Data integration technologies have evolved over the past decade, but advances to support big data are more recent. Our research shows a disparity in how well organizations handle big data integration tasks. Those that are mostly or completely adequate are accessing (for 63%), loading (60%), extracting (59%), archiving (55%) and copying (52%) data while the areas most in need of improvement are virtualizing (39%), profiling (37%), blending (34%), master data management (33%) and masking for privacy (33%). At the system level, the research finds that conventional enterprise capabilities are most often needed: load balancing (cited by 51%), cross-platform support (47%), a development and testing environment (42%), systems management (40%) and scalable execution of tasks (39%). To test the range of big data integration capabilities before it is applied to production projects, the “sandbox” has become the standard approach. For their development and testing environment, the largest percentage (36%) said they will use an internal sandbox with specialized big data. This group of findings reveals that big data integration has enterprise-level requirements that go beyond just loading data to build on advances in data integration.
Big data must not be a separate store of data but part of the overall enterprise and data architecture; that is necessary to ensure full integration and use of the data.

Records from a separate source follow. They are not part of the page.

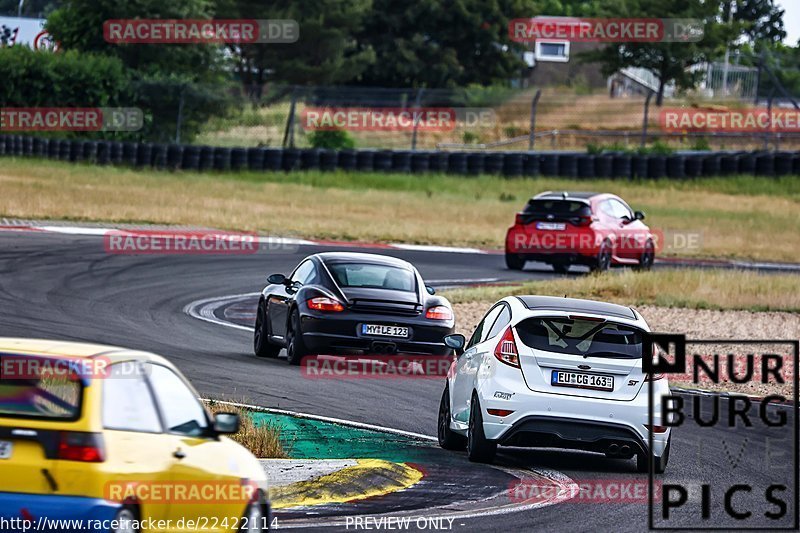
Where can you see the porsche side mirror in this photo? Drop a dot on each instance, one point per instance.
(456, 341)
(276, 279)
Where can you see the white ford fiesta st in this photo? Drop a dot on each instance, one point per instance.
(553, 372)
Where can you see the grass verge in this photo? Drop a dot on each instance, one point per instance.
(729, 217)
(682, 288)
(263, 440)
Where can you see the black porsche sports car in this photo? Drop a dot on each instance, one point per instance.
(351, 303)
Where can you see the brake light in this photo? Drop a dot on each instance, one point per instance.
(506, 350)
(499, 412)
(439, 312)
(84, 447)
(323, 303)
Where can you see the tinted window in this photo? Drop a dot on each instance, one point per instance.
(581, 337)
(482, 328)
(373, 276)
(183, 412)
(304, 273)
(32, 387)
(502, 321)
(127, 402)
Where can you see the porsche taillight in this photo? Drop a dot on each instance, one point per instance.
(506, 350)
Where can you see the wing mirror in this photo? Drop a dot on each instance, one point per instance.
(226, 423)
(456, 341)
(276, 279)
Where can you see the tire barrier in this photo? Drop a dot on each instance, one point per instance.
(238, 159)
(174, 156)
(728, 164)
(656, 166)
(457, 163)
(309, 158)
(222, 159)
(568, 165)
(693, 166)
(493, 164)
(382, 160)
(783, 163)
(585, 164)
(621, 166)
(90, 151)
(328, 159)
(604, 166)
(401, 161)
(159, 156)
(765, 164)
(548, 164)
(747, 163)
(476, 163)
(639, 166)
(513, 164)
(273, 159)
(712, 165)
(347, 160)
(420, 162)
(290, 159)
(676, 166)
(510, 164)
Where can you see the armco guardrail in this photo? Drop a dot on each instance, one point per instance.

Organizations that see data integration as critical to big data are embarking on sophisticated efforts to achieve it. The data integration capabilities most critical to their big data efforts are to develop and manage metadata that can be shared across BI systems (cited by 58%), to join disparate data sources during transformation (56%) and to establish rules for processing and routing data (56%).
For a process as complex as big data integration, choosing the right technology tool can be difficult. More than half (55%) of organizations are planning to change the way they assess and select such technology. Evaluations of big data integration tools should include considerations of how to deploy it and what sort of vendors can provide it. Almost half (46%) of organizations prefer to integrate big data on-premises while 28 percent opt for cloud-based software as a service and 17 percent have no preference. Half of organizations plan to use cloud computing for managing big data; another one-third (32%) don’t know whether they will. The research shows that the most important technology and vendor criteria used to evaluate big data integration technology are usability (very important for 53%), reliability (52%) and functionality (49%). These top three evaluation criteria are followed by manageability, TCO/ROI, adaptability and validation of vendors. Organizations are most concerned to have technology that is easy to use and can scale to meet their needs.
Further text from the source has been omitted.